Фрида Брентен наслаждалась тихим вечером. Сидя у окна, она любовалась красотой ночи, звездами, сиявшими над крышами соседних домов. Мелькали мысли, задерживаясь на важном и на мелочах. Дать себе немножко воли помечтать, повспоминать, отрешиться от забот и тревог дня — вот ее лучший отдых; она любила этот тихий час перед сном. Один такой час дает ей силы бороться со всем тяжелым, что приносят остальные. Идет война, и жизнь тяжела и безрадостна. Неизвестность, тревога — ее постоянные спутники. Страх таится в каждом углу, вот-вот навалится на тебя. Как хорошо, что прекратились бомбардировки! Теперь, правда, страдают другие города. Но это все-таки другие.

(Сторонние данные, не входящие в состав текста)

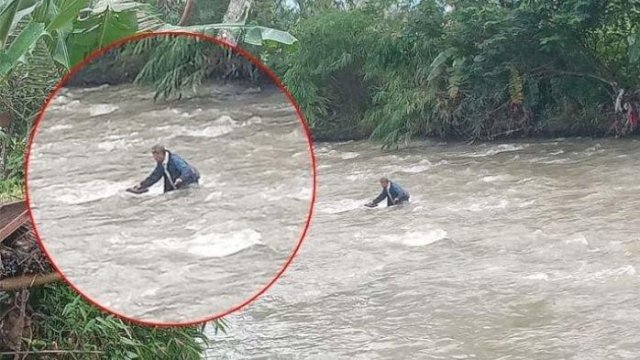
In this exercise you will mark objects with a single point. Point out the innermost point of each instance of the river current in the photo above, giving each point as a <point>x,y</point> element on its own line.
<point>515,250</point>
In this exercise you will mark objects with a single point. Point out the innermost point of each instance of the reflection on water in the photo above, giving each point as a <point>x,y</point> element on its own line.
<point>180,256</point>
<point>524,250</point>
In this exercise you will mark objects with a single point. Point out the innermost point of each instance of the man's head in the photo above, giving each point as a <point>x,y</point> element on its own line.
<point>158,152</point>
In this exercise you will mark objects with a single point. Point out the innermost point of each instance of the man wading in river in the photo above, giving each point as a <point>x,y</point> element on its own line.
<point>177,173</point>
<point>395,194</point>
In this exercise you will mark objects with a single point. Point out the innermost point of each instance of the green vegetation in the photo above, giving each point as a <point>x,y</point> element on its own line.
<point>483,70</point>
<point>392,70</point>
<point>40,40</point>
<point>92,334</point>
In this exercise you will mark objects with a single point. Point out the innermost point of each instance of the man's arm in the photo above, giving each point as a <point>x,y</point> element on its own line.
<point>153,178</point>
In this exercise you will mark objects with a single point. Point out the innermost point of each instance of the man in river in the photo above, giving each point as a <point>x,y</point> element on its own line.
<point>393,192</point>
<point>176,171</point>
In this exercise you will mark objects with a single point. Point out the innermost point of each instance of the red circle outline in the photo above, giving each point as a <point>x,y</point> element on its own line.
<point>238,51</point>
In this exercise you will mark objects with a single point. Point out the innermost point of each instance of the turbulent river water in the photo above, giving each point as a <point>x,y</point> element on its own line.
<point>185,255</point>
<point>518,250</point>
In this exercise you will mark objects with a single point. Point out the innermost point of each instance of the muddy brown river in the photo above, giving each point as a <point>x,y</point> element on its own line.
<point>514,250</point>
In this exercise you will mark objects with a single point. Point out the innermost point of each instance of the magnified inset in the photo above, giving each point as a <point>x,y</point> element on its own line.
<point>171,181</point>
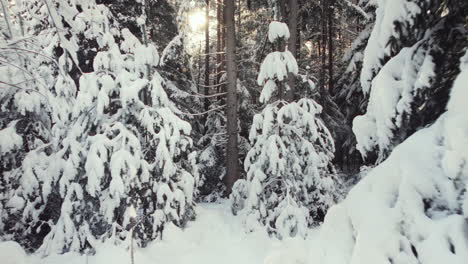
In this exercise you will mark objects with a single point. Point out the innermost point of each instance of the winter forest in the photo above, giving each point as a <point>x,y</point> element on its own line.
<point>234,131</point>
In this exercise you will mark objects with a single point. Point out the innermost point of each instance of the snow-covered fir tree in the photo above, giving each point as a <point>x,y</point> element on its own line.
<point>123,149</point>
<point>290,179</point>
<point>412,51</point>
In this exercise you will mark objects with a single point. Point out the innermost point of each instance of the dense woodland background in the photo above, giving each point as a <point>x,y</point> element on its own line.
<point>126,113</point>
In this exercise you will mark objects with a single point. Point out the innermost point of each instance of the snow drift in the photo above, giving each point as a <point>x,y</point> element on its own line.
<point>412,208</point>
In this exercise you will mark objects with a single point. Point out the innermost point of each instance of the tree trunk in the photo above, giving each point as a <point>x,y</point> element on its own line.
<point>330,45</point>
<point>232,154</point>
<point>292,45</point>
<point>324,91</point>
<point>207,56</point>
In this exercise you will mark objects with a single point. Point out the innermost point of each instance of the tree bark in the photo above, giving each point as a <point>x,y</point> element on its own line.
<point>330,45</point>
<point>292,45</point>
<point>232,159</point>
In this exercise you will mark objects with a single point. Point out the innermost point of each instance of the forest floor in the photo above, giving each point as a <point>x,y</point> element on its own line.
<point>216,236</point>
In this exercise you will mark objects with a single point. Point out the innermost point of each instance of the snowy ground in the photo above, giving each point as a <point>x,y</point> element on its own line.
<point>215,237</point>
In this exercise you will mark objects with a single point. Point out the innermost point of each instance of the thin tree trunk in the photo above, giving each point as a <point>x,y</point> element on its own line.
<point>330,10</point>
<point>207,56</point>
<point>324,91</point>
<point>6,16</point>
<point>292,45</point>
<point>232,162</point>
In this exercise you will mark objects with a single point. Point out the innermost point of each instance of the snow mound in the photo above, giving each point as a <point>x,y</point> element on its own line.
<point>412,208</point>
<point>277,30</point>
<point>12,253</point>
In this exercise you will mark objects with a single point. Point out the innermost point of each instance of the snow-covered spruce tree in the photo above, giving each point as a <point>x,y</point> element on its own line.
<point>36,101</point>
<point>124,149</point>
<point>411,208</point>
<point>290,179</point>
<point>212,158</point>
<point>409,63</point>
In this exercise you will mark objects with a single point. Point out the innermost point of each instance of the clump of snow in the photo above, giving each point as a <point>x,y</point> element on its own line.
<point>277,30</point>
<point>388,14</point>
<point>12,253</point>
<point>215,237</point>
<point>10,140</point>
<point>391,97</point>
<point>413,207</point>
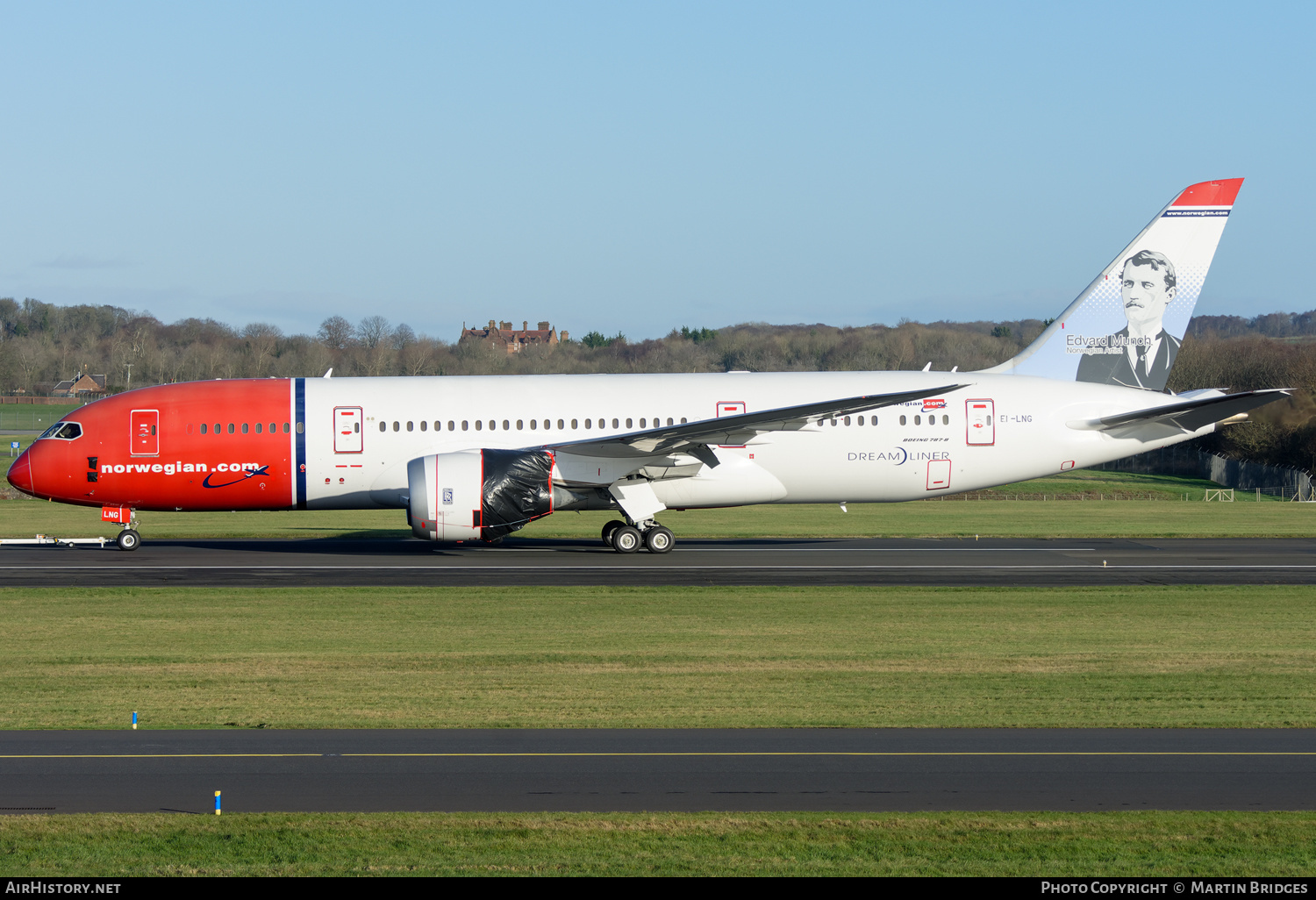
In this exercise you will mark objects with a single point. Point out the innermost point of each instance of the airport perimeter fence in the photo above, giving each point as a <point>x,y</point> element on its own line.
<point>1253,478</point>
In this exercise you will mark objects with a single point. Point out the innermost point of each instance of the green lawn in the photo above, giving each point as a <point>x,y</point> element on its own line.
<point>1155,657</point>
<point>1134,844</point>
<point>957,516</point>
<point>33,418</point>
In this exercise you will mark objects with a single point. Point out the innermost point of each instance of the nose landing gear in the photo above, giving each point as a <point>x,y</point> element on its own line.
<point>624,537</point>
<point>126,520</point>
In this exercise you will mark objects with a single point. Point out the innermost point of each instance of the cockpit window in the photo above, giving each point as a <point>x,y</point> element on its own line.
<point>63,431</point>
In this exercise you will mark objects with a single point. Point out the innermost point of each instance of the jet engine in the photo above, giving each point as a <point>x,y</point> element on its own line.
<point>478,494</point>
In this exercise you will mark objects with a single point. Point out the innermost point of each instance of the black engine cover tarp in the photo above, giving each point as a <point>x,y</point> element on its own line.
<point>518,489</point>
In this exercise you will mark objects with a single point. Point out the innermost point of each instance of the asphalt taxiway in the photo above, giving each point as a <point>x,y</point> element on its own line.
<point>537,562</point>
<point>657,770</point>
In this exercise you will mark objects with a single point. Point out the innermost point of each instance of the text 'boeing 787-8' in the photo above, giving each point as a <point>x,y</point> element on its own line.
<point>476,458</point>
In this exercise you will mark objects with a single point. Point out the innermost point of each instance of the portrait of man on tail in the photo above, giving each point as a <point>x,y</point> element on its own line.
<point>1142,352</point>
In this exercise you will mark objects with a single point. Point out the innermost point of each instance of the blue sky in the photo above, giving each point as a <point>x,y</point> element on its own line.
<point>639,168</point>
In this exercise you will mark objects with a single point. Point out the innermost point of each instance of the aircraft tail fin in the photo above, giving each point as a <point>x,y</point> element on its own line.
<point>1126,326</point>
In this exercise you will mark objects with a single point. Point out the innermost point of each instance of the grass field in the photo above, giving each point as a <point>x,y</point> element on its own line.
<point>1092,505</point>
<point>32,418</point>
<point>1141,844</point>
<point>1153,657</point>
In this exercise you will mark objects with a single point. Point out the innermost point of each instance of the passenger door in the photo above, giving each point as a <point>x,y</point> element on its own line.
<point>145,432</point>
<point>347,432</point>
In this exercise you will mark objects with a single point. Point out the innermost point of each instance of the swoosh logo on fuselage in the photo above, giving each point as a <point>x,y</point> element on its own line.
<point>247,474</point>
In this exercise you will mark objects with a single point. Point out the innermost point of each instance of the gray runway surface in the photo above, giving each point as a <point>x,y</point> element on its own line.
<point>657,770</point>
<point>526,562</point>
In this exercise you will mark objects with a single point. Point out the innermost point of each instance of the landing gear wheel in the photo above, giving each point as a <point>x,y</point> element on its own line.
<point>660,539</point>
<point>610,529</point>
<point>626,539</point>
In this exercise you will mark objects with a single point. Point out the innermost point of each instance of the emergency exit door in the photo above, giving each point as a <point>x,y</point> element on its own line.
<point>731,408</point>
<point>347,434</point>
<point>981,423</point>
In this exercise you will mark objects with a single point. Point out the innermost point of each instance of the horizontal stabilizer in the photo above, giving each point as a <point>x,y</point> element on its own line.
<point>1189,415</point>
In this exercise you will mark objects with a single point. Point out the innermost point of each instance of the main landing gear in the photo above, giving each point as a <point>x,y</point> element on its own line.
<point>624,537</point>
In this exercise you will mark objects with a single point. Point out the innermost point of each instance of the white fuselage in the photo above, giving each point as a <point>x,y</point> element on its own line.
<point>999,429</point>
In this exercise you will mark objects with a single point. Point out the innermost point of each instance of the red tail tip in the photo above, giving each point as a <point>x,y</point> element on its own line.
<point>1210,194</point>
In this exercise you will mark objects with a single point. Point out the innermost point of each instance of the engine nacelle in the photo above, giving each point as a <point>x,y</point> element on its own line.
<point>478,494</point>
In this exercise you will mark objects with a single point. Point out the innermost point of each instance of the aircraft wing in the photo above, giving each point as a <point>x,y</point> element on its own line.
<point>695,437</point>
<point>1189,415</point>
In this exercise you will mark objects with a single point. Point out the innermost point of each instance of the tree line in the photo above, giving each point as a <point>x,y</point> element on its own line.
<point>41,344</point>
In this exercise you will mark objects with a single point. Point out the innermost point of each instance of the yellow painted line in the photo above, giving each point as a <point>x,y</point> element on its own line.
<point>671,754</point>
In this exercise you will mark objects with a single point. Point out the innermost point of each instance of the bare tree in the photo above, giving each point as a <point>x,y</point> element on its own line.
<point>334,333</point>
<point>373,331</point>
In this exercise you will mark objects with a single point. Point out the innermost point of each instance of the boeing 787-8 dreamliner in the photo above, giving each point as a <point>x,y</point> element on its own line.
<point>478,458</point>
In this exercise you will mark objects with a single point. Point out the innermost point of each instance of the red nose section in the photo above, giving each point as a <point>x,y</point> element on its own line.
<point>20,474</point>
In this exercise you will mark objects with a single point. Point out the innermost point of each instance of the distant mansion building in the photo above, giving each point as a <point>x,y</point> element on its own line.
<point>83,386</point>
<point>505,339</point>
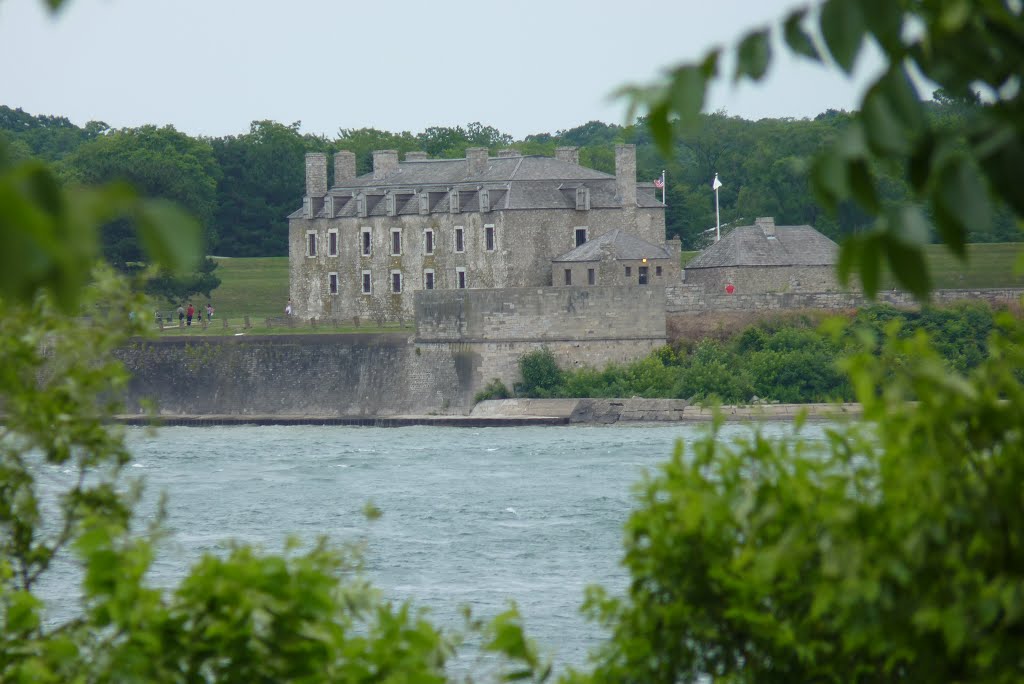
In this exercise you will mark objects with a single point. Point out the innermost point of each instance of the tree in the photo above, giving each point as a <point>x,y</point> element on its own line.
<point>962,47</point>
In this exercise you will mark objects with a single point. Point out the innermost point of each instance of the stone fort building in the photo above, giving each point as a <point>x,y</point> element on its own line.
<point>363,246</point>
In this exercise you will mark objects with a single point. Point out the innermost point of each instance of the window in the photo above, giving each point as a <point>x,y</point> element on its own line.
<point>367,243</point>
<point>581,237</point>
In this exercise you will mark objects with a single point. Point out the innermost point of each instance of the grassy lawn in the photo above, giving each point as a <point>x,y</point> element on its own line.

Очевидно, люди, посылающие вражеские самолеты, считают, что Гамбург получил свою долю сполна. Немалую долю. В центре города и в Ротенбургсорте, в Ведделе и в порту — повсюду зияют пустоты. Фрида Брентен вспомнила, как однажды, во время воздушной тревоги, она помчалась в убежище, подгоняемая противным воем сирены. Внизу, в подвале, она разразилась слезами еще прежде, чем упала первая бомба. Окружающие были очень удивлены. Почему она тогда расплакалась? Вначале ей и самой это было неясно, но потом она поняла. Она плакала от стыда. Да, Фрида Брентен стыдилась, что людей гонят, как скот, огнем и мечом разрушают их насиженные гнезда, таким зверским образом калечат и убивают ни в чем не повинные создания. Ей было стыдно и за тех, кто это делал, и за тех, кто это терпел. Быть может, она стыдилась и того, что сама так безоружна и беспомощна, так позорно бессильна.
Это было во время второй или третьей бомбежки. После того город пережил много налетов. Фрида проводила в убежище целые ночи. Но больше она никогда не плакала. При каждом попадании она, конечно, вздрагивала от страха, ее бросало в пот; но слез уже не было. А под конец она и страха не чувствовала. Бывало, другие женщины или дети голосят, впадают в истерику, она же стискивала зубы, и только.